One minor detail remained in question: Where, exactly, was this little mother lode of ringnecks?

“Get a map,” my benefactor directed. “Look for …”

At this point he muttered the name of some obscure wide spot in a road, where both town limit signs might have been on the same post.

“That’s all I’ll say. When you see the road-kill pheasants, you’ll know you’re there.”

Now, what could be more precise? More credible? If Army intelligence had information that good, Osama bin Laden would have been flushed, shot and retrieved long ago.

I checked and rechecked a Nebraska map. Found what sounded like the sweet spot. With the Ritz dog in tow, I went in search of the promised pheasant land.

The wide spot in the road  a grain elevator in the middle of cow country, where overalled locals answered inquiries from strangers with surly grunts, if they spoke at all  presented several interesting choices: the four points of the compass.

I drove east through pasture land. South. Even the Sioux might have abandoned such pheasantless landscape.

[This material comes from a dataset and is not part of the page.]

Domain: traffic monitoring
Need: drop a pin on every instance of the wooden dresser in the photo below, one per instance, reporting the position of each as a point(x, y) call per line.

Presently, I topped a small hill. Tall wheat stubble lay before me. Other farmed fields spread out beyond. And the cover! Roadside ditches were choked with weeds, with mature waste wheat. Best of all, the pivot-irrigated cornfields had calf-high wheat stubble in their corners.

Maybe that hidden-pocket-of-pheasants tipster really had known his stuff. But where were they?

“Not here,” the man answering the first doorbell asserted. “I don’t own any farmland, and besides, I don’t think there are any pheasants around here.”

Oh, yeah? I’d traveled too far to be so easily deterred. The surroundings simply looked too good not to have birds. I approached a run-down old farmhouse, knocked on its particle-board front door, was met by a short, thin, white-bearded man wearing a wool hat with ear flaps that might also have been worn by Elmer Fudd or one of the Grumpy Old Men.

Pheasants?

“They’re in those trees,” he replied, motioning toward a wind break at the edge of a nearby field.

“You can hunt ’em there … and you can hunt ’em there and there,” he offered, pointing to more prime acres than could be covered in a long hunting day. “Just not in that line of trees behind my house; those are my pets.”

The pheasants were in the trees, all right. They were in the corn and in the wheat. I shot a limit and returned the next day for another. I’ve been back every year since, though the ringneck numbers have seen some ups and downs.

It’s become tradition, no matter the prospects. I closed the season there a few weeks ago.